2. Is the loop reaction-bound? (flinching, catching a slip, visual
   servoing: a 30-100 ms frame-to-action budget)
   No   ->  Either works. Decide on the model and how you'd rather pay:
            edge is simplest and bought once; cloud lets you run a model
            past the Thor's 128 GB and upgrade without swapping hardware.
   Yes  ->  keep going.

3. Does your network hold a low-jitter round trip inside that budget?
   Yes  ->  Cloud. After optimizing both ends it reaches the action
            first, ~38-72 ms against the Thor's 134 ms, round trip and all.
   No   ->  Edge. A deterministic 134 ms beats a faster average with a
            tail that misses the frame that mattered.

So the title answers itself, with conditions attached: the cloud is the safer place to run your robot when the link is reliable and reaction time is the risk, and the edge is safer the moment either of those flips. Quantization (the next post) moves the third branch, not the first.

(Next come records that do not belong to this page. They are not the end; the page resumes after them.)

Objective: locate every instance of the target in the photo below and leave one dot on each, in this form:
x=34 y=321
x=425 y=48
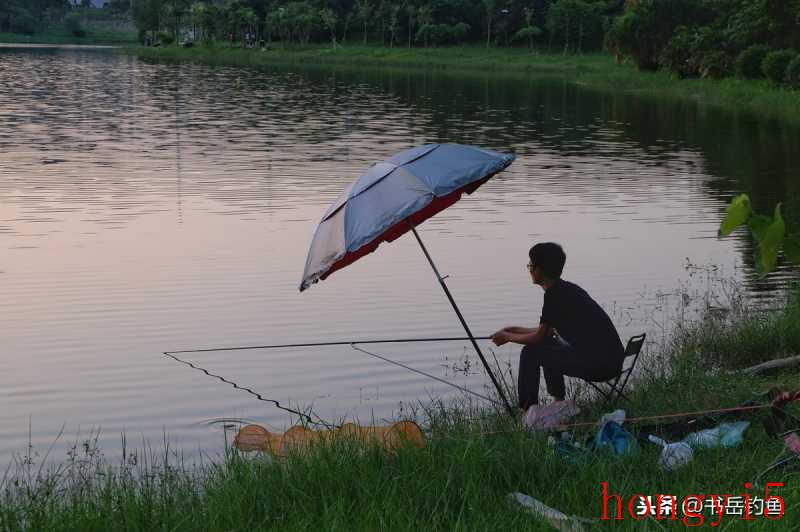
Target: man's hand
x=500 y=337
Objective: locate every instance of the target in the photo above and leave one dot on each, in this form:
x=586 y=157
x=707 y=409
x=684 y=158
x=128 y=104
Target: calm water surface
x=146 y=208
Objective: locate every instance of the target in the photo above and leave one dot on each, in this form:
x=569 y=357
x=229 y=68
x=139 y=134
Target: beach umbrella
x=393 y=197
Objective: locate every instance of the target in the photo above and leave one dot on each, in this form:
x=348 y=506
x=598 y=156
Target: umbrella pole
x=463 y=322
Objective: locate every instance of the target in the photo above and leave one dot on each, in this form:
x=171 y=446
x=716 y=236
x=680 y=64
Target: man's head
x=546 y=262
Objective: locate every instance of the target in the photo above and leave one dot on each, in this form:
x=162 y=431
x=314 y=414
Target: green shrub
x=646 y=28
x=775 y=65
x=714 y=64
x=748 y=63
x=165 y=38
x=23 y=23
x=74 y=25
x=793 y=73
x=677 y=54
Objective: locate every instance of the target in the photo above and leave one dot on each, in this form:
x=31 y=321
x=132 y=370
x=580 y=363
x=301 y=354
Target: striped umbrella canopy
x=394 y=196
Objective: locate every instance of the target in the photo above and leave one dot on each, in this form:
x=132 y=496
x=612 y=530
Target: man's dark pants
x=557 y=360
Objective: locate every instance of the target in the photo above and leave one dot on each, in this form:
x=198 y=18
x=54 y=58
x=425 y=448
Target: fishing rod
x=257 y=395
x=434 y=377
x=352 y=344
x=327 y=344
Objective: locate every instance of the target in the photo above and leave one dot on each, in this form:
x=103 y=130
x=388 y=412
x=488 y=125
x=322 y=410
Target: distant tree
x=301 y=17
x=348 y=18
x=329 y=19
x=74 y=24
x=424 y=19
x=576 y=22
x=490 y=6
x=529 y=31
x=394 y=24
x=411 y=13
x=147 y=15
x=172 y=17
x=364 y=9
x=205 y=16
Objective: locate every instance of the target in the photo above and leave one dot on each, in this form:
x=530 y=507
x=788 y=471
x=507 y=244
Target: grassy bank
x=595 y=70
x=60 y=35
x=460 y=481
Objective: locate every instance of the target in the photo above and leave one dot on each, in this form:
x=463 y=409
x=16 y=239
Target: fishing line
x=325 y=344
x=434 y=377
x=255 y=394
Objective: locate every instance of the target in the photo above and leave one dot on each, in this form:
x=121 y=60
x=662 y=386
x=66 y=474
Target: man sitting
x=575 y=336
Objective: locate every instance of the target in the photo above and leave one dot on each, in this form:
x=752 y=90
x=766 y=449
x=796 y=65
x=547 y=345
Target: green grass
x=595 y=70
x=59 y=35
x=460 y=481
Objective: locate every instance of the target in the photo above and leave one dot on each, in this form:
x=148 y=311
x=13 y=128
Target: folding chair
x=612 y=390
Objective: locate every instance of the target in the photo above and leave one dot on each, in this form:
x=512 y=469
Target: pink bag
x=546 y=417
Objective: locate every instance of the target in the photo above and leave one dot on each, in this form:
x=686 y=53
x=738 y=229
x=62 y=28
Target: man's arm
x=518 y=330
x=522 y=335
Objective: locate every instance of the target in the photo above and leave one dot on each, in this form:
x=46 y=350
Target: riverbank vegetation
x=64 y=22
x=688 y=38
x=461 y=480
x=598 y=70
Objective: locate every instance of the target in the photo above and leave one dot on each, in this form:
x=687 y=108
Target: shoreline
x=598 y=71
x=474 y=458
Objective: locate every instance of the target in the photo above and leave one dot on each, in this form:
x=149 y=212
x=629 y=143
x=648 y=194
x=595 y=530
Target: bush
x=793 y=73
x=714 y=64
x=775 y=65
x=647 y=26
x=577 y=24
x=438 y=34
x=677 y=54
x=748 y=63
x=23 y=23
x=74 y=25
x=165 y=38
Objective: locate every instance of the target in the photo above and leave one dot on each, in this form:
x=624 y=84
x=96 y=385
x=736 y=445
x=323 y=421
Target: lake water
x=147 y=208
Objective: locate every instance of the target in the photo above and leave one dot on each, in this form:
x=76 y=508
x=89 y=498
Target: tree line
x=573 y=25
x=692 y=38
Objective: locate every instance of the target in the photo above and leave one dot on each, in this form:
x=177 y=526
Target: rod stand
x=463 y=321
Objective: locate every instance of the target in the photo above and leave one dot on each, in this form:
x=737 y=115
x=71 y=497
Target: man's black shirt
x=581 y=322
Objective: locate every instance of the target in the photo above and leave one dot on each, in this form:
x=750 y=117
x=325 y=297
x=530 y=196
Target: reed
x=475 y=457
x=594 y=70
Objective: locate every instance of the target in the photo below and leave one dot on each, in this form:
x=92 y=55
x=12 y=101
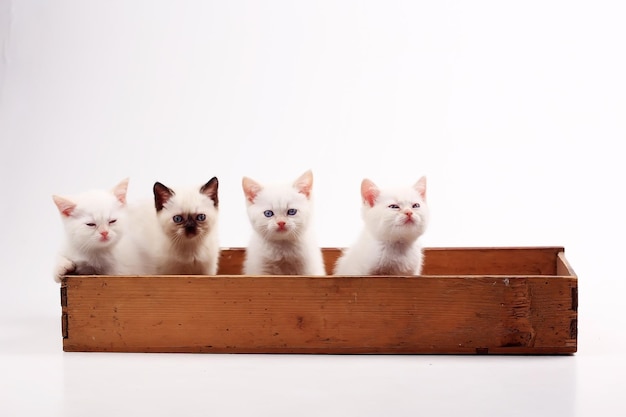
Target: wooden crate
x=468 y=301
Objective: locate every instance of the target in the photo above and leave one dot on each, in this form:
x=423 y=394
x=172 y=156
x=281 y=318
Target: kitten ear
x=65 y=206
x=369 y=192
x=304 y=184
x=210 y=190
x=250 y=188
x=119 y=191
x=420 y=187
x=162 y=195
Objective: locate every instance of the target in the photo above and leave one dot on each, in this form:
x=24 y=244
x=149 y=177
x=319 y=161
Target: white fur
x=158 y=246
x=288 y=250
x=388 y=245
x=94 y=223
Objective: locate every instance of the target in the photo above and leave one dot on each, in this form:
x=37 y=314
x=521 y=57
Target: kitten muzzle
x=191 y=227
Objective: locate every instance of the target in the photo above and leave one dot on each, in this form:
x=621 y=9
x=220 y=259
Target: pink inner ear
x=420 y=186
x=65 y=206
x=369 y=192
x=120 y=191
x=304 y=184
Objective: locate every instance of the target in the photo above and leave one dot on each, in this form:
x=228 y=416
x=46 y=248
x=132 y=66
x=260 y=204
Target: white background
x=514 y=110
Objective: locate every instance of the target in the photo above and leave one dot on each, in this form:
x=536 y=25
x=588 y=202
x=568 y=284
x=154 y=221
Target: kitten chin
x=394 y=220
x=282 y=242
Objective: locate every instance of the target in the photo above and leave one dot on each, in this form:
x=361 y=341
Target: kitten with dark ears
x=282 y=242
x=94 y=223
x=394 y=220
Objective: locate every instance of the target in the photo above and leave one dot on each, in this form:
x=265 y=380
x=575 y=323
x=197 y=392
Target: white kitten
x=187 y=219
x=394 y=220
x=94 y=225
x=283 y=242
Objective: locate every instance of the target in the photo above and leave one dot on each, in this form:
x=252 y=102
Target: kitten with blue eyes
x=187 y=219
x=94 y=223
x=394 y=220
x=282 y=242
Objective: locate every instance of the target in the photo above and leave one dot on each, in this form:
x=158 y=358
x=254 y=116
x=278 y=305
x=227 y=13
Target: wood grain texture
x=529 y=310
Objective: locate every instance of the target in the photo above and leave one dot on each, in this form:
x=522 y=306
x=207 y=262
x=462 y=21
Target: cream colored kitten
x=388 y=245
x=94 y=223
x=282 y=242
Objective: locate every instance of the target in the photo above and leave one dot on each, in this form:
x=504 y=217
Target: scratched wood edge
x=566 y=280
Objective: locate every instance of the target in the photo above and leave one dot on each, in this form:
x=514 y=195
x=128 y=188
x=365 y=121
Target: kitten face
x=279 y=212
x=395 y=214
x=94 y=220
x=187 y=214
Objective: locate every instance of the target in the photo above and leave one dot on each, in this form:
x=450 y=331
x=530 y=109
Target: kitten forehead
x=279 y=196
x=188 y=200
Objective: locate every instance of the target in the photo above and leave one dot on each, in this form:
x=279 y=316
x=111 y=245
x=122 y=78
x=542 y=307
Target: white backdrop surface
x=514 y=111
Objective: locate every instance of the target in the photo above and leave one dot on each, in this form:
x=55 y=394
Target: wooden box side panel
x=320 y=314
x=444 y=261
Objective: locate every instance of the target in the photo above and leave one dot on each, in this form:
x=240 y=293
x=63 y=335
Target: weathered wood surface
x=510 y=301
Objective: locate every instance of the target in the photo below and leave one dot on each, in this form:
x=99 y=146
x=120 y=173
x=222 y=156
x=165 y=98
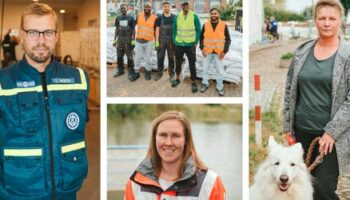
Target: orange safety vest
x=209 y=186
x=214 y=40
x=145 y=28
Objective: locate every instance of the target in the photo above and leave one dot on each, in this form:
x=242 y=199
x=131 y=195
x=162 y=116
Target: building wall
x=89 y=14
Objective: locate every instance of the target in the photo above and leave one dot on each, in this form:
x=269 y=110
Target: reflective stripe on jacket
x=42 y=131
x=186 y=30
x=214 y=40
x=197 y=185
x=145 y=28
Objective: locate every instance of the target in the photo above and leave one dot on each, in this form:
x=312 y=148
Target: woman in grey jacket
x=317 y=98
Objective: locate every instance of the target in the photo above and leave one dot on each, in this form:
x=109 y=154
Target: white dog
x=283 y=175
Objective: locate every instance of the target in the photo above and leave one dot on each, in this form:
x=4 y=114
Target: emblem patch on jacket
x=72 y=121
x=25 y=84
x=63 y=80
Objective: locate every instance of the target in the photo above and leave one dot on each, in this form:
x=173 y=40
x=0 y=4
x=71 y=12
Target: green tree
x=346 y=4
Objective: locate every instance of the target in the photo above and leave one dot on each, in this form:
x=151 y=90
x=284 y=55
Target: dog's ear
x=272 y=142
x=298 y=149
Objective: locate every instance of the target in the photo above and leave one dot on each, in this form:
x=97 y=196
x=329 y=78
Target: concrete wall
x=77 y=18
x=89 y=11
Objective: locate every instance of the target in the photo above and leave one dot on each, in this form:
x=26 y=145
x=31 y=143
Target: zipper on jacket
x=48 y=118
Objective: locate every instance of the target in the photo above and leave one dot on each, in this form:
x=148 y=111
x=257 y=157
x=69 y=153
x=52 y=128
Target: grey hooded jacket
x=339 y=125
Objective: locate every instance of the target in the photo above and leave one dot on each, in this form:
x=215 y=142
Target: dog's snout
x=284 y=178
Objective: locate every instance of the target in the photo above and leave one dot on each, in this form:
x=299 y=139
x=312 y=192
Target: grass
x=195 y=112
x=115 y=195
x=271 y=125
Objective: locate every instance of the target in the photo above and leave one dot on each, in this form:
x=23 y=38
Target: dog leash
x=311 y=166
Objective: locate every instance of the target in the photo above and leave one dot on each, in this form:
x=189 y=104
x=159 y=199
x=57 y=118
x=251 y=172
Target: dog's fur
x=282 y=162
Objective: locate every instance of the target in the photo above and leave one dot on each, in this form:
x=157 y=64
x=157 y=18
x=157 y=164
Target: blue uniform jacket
x=42 y=131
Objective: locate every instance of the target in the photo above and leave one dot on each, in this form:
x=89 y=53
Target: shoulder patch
x=63 y=80
x=25 y=84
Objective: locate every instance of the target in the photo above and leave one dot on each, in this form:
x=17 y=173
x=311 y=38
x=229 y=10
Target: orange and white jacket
x=195 y=185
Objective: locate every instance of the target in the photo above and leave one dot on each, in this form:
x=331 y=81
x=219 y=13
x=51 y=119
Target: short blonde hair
x=331 y=3
x=189 y=149
x=39 y=9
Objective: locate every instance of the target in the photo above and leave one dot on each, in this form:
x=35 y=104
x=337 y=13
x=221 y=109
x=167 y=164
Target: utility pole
x=2 y=22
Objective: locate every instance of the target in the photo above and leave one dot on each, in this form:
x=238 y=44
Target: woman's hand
x=326 y=143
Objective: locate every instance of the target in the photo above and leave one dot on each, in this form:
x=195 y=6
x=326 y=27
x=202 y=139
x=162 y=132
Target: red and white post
x=257 y=114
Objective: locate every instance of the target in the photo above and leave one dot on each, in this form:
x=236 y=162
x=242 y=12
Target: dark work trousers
x=191 y=55
x=122 y=49
x=167 y=46
x=326 y=173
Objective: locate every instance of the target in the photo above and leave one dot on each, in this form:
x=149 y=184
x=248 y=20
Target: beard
x=38 y=57
x=214 y=19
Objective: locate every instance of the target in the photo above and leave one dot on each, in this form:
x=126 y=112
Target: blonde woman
x=317 y=98
x=172 y=167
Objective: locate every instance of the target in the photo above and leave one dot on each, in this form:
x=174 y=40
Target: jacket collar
x=341 y=58
x=343 y=50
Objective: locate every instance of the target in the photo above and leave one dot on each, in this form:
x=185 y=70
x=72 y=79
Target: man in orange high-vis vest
x=145 y=35
x=214 y=42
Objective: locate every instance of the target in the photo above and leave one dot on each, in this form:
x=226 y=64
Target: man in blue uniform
x=42 y=117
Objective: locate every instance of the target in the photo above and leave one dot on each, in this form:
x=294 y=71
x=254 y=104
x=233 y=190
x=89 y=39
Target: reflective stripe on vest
x=186 y=29
x=145 y=28
x=214 y=40
x=73 y=147
x=51 y=87
x=23 y=152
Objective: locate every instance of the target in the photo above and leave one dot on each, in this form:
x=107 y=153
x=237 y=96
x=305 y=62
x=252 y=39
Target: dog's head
x=287 y=163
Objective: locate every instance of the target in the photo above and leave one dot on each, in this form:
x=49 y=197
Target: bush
x=283 y=15
x=287 y=56
x=227 y=12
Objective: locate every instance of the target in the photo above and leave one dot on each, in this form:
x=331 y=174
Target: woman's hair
x=331 y=3
x=39 y=9
x=189 y=149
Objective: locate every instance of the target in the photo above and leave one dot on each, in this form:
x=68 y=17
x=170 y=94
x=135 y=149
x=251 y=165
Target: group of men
x=176 y=35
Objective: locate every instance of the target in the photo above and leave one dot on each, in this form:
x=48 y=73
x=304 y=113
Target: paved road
x=122 y=87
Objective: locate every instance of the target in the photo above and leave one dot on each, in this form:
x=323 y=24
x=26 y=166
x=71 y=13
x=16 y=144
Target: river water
x=219 y=145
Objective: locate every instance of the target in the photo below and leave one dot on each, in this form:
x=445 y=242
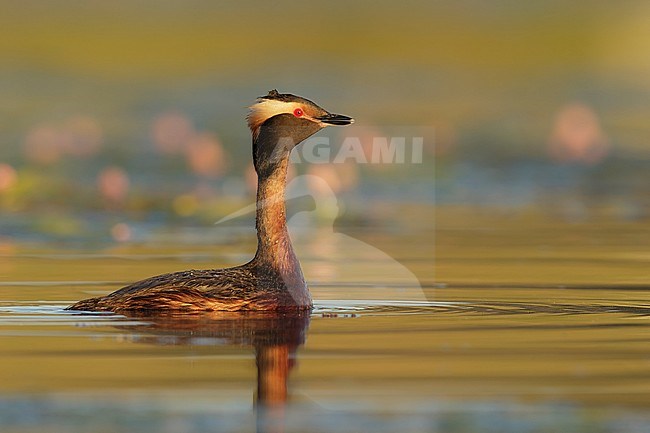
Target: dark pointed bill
x=336 y=119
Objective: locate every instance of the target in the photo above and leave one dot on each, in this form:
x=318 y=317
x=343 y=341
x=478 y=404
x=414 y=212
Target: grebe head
x=280 y=121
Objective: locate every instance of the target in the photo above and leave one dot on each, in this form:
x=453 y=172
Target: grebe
x=272 y=280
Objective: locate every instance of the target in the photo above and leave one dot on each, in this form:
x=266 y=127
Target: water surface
x=508 y=325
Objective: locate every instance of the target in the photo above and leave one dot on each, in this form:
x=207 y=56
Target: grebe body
x=273 y=279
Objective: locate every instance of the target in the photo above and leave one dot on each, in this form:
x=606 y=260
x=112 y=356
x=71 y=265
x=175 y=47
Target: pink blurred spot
x=113 y=184
x=577 y=136
x=171 y=132
x=206 y=156
x=8 y=177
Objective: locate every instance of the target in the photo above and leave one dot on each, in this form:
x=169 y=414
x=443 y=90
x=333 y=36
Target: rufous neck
x=273 y=243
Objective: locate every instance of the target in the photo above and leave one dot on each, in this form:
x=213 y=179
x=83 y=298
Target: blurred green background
x=133 y=111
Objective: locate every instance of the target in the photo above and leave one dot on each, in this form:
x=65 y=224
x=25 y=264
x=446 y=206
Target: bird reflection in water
x=274 y=336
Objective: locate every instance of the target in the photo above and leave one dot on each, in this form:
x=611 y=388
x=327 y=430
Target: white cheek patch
x=267 y=108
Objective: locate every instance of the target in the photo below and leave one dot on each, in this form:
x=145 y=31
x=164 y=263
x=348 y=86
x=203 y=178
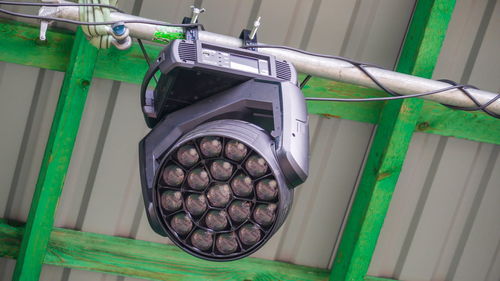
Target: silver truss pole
x=322 y=67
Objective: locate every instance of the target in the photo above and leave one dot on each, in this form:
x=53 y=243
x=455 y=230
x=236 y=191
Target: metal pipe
x=320 y=67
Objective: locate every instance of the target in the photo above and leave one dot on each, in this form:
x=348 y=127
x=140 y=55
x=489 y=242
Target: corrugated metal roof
x=441 y=222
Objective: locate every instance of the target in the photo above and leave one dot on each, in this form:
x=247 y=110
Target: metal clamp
x=249 y=37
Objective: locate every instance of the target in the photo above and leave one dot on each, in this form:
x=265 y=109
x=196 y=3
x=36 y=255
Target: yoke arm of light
x=333 y=69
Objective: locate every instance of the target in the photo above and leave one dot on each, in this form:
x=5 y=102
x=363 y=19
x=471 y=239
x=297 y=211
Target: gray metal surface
x=102 y=191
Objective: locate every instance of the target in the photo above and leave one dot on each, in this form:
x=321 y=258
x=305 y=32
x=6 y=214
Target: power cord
x=23 y=15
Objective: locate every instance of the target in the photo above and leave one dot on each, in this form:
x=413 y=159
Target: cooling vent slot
x=283 y=70
x=187 y=51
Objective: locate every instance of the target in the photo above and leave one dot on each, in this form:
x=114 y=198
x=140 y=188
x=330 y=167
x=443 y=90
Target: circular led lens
x=264 y=214
x=242 y=185
x=181 y=223
x=256 y=166
x=267 y=189
x=226 y=243
x=216 y=220
x=173 y=175
x=196 y=204
x=210 y=146
x=235 y=150
x=187 y=155
x=219 y=195
x=249 y=234
x=221 y=170
x=202 y=239
x=239 y=211
x=198 y=179
x=171 y=200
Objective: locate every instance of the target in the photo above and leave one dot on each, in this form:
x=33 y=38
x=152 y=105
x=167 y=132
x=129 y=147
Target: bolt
x=195 y=13
x=256 y=25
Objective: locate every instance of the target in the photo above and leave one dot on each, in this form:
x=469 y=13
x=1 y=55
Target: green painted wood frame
x=395 y=128
x=56 y=159
x=66 y=247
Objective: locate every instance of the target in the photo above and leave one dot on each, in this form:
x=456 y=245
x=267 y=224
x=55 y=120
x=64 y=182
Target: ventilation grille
x=187 y=51
x=283 y=70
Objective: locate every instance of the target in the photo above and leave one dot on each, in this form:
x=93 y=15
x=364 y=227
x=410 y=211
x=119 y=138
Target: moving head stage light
x=229 y=141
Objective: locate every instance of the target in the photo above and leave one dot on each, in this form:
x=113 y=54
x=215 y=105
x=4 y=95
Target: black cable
x=146 y=57
x=395 y=95
x=98 y=23
x=386 y=98
x=304 y=82
x=10 y=3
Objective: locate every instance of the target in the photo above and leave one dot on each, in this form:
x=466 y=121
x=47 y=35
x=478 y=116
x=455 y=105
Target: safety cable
x=11 y=3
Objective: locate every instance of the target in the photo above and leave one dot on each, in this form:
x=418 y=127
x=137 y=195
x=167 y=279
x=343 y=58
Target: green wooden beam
x=373 y=278
x=56 y=159
x=19 y=45
x=390 y=144
x=142 y=259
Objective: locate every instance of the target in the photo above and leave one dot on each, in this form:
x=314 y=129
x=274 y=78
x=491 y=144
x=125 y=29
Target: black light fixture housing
x=229 y=141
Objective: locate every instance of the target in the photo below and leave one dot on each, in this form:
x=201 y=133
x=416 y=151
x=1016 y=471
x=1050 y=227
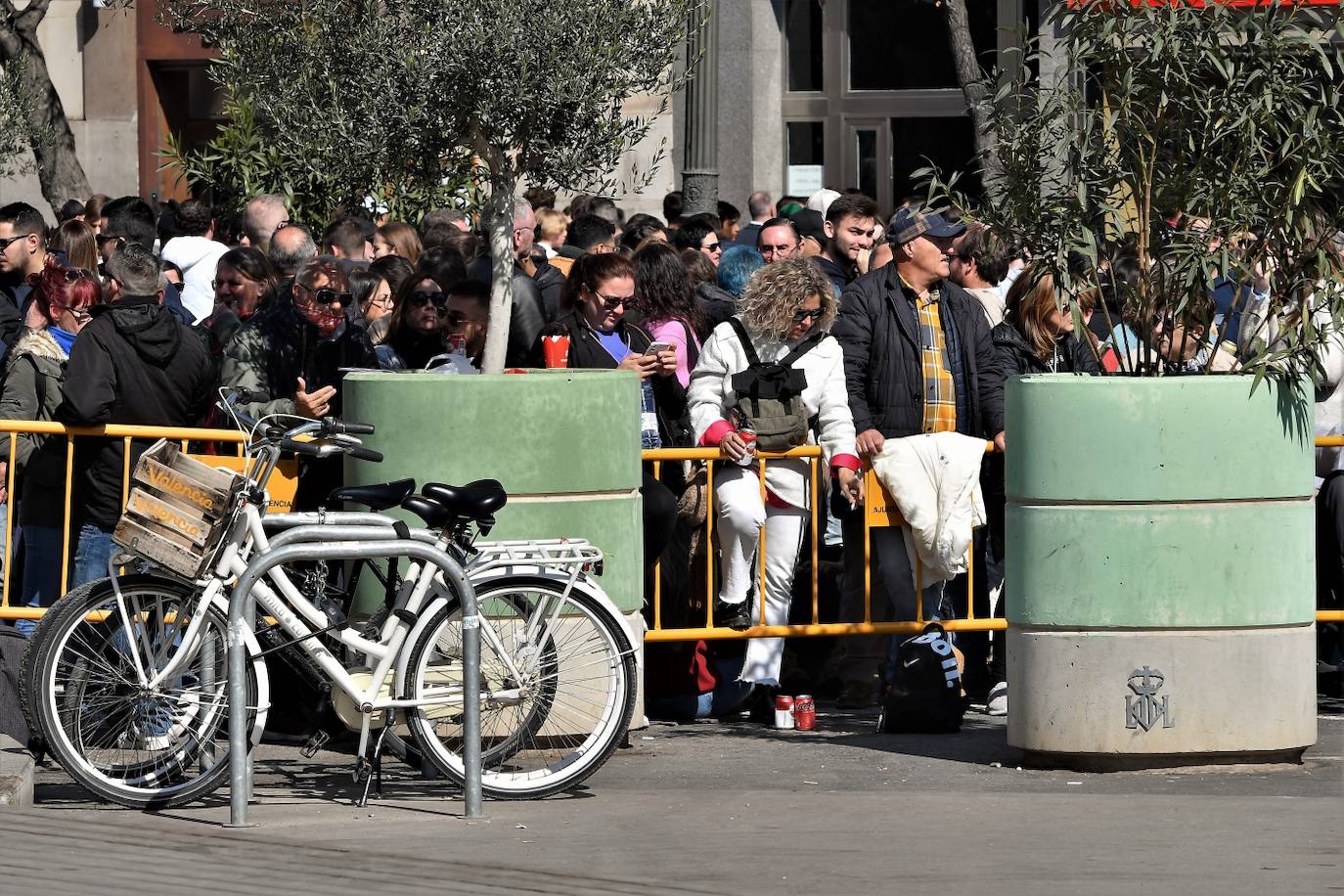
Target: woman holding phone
x=597 y=294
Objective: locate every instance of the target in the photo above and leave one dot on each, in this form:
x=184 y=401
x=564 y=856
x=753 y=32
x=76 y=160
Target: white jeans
x=740 y=515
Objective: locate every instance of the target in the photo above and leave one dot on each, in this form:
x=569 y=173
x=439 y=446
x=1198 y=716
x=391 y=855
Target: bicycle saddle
x=471 y=501
x=376 y=497
x=434 y=515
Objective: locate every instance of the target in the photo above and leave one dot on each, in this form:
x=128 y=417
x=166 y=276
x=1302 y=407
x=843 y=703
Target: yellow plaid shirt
x=940 y=391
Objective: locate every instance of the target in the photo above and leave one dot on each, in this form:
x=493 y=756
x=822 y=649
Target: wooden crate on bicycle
x=175 y=511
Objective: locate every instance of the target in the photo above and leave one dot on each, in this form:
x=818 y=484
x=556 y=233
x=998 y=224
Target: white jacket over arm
x=711 y=399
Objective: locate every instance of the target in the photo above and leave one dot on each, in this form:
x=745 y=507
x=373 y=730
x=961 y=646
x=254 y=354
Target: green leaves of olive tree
x=1120 y=115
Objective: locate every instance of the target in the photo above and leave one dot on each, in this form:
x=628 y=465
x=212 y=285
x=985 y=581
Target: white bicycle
x=128 y=676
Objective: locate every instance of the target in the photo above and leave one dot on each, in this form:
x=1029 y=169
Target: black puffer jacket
x=586 y=352
x=136 y=364
x=1071 y=355
x=879 y=332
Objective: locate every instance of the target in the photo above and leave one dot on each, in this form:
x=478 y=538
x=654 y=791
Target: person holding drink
x=773 y=362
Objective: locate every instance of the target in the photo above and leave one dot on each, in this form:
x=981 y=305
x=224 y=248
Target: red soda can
x=784 y=712
x=749 y=437
x=804 y=712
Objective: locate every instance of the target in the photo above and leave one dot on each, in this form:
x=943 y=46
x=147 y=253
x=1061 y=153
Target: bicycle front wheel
x=557 y=688
x=126 y=743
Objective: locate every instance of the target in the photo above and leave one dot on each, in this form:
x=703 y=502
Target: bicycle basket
x=178 y=510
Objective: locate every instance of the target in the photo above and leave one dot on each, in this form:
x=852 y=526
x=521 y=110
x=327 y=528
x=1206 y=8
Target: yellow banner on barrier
x=280 y=489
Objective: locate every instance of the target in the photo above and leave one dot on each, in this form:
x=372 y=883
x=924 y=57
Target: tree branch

If you are running a Pi0.5, GR00T, SmolVLA, or MolmoAct2 policy and trying to decide where it should live, the cloud or the Thor on the arm, we will run it on both and hand you the per-family latency and parity numbers for your robot. Talk to us.

What's next:

Quantize the prefill matrix multiplies to FP8, then NVFP4 where it pays, through NVIDIA's Model Optimizer to a verified TensorRT engine, and report per-family Thor latency and the task-success cost the way we reported the graph numbers here.
Keep the graph. It is free and bit-identical, it helps every cloud target, and on the edge it composes with quantization rather than competing with it: a quantized engine still benefits from one launch instead of thousands.
Land the SnapFlow single-step distillation into the same measurement, so the denoise loop is one step and the prefill is unambiguously the bottleneck the quantization is aimed at.

The latency numbers are CUDA-event-timed on a GH200 and a Jetson Thor, bf16, one denoise step, parity checked bit-identical against the un-graphed model each run.